Final tip, with the disk off, I removed the stone shield and used a bearing puller for the ball joint. Second joint was too tough so put the nut back on and went hammer and tong on it on the nut. Released even easier.
Land Rover - The leader in chasis rust protection with leading edge oil application system.
2000 Discovery TD5 - ACE. 2" Lift and Bloody big lights
2016 Discovery D4 SDV6 HSE ARB Bar, lights and winch. Wow
Nothing scary looking about that set up…..
The exact same looking jack stand shown in the foreground has a history of failing catastrophically and were subject to a recall in the US.

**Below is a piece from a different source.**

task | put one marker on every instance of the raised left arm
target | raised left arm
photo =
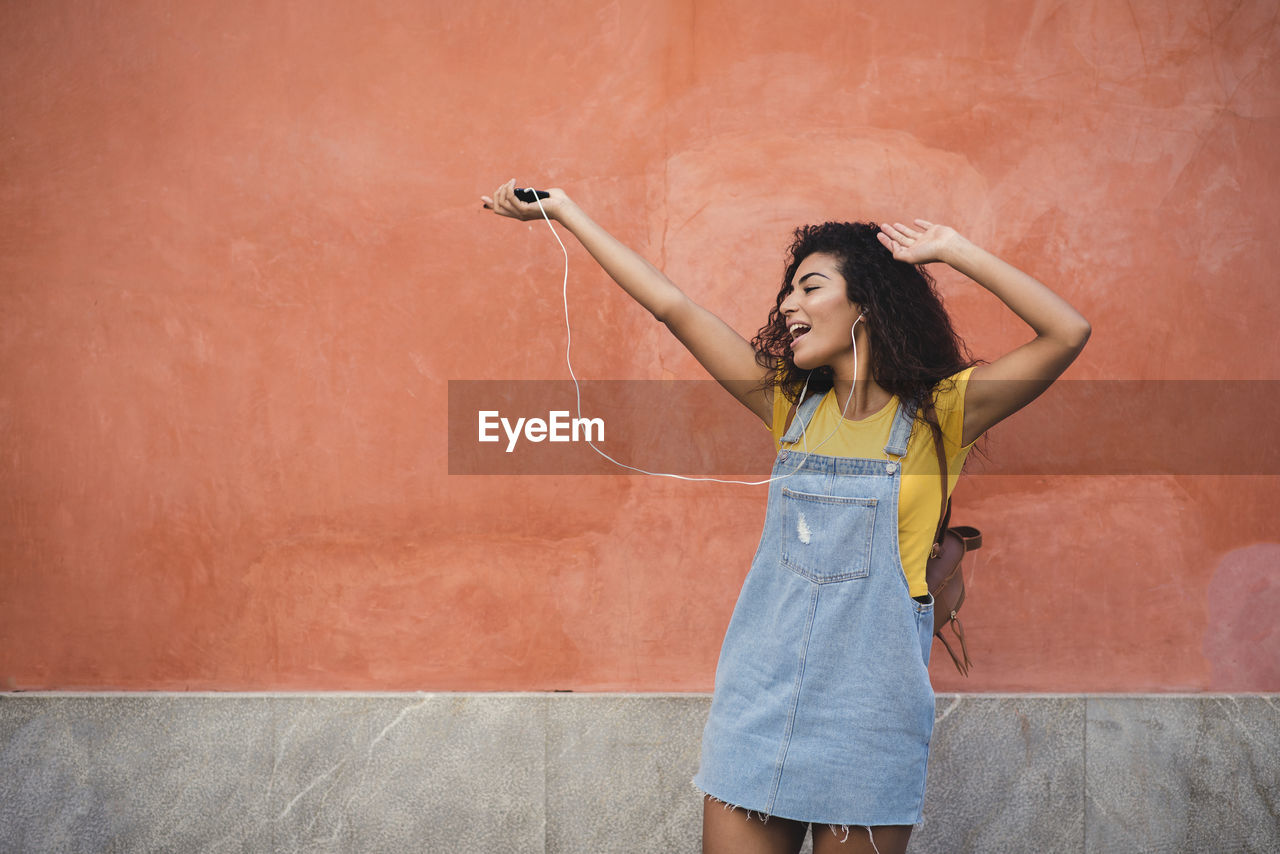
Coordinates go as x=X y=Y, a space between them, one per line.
x=1009 y=383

So make sure those jack stands are certified as being compliant to AS2538-2016, and ideally have a secondary safety pin to lock in place.
Also be wary of using on any sloping surface as it puts bending moments onto the uprights - especially so if you are doing any work that requires you to put force onto bolts to undo. Even a shift in weight can cause the locking pawl to release hence you really want the secondary locking pin type.
I personally would keep one end firmly planted on the wheels (even if sitting on ramps to level the vehicle), and ideally on three wheels at all times to provide lateral support, and then double up the jack stands at the corner you are working on if they don’t have a secondary locking pin.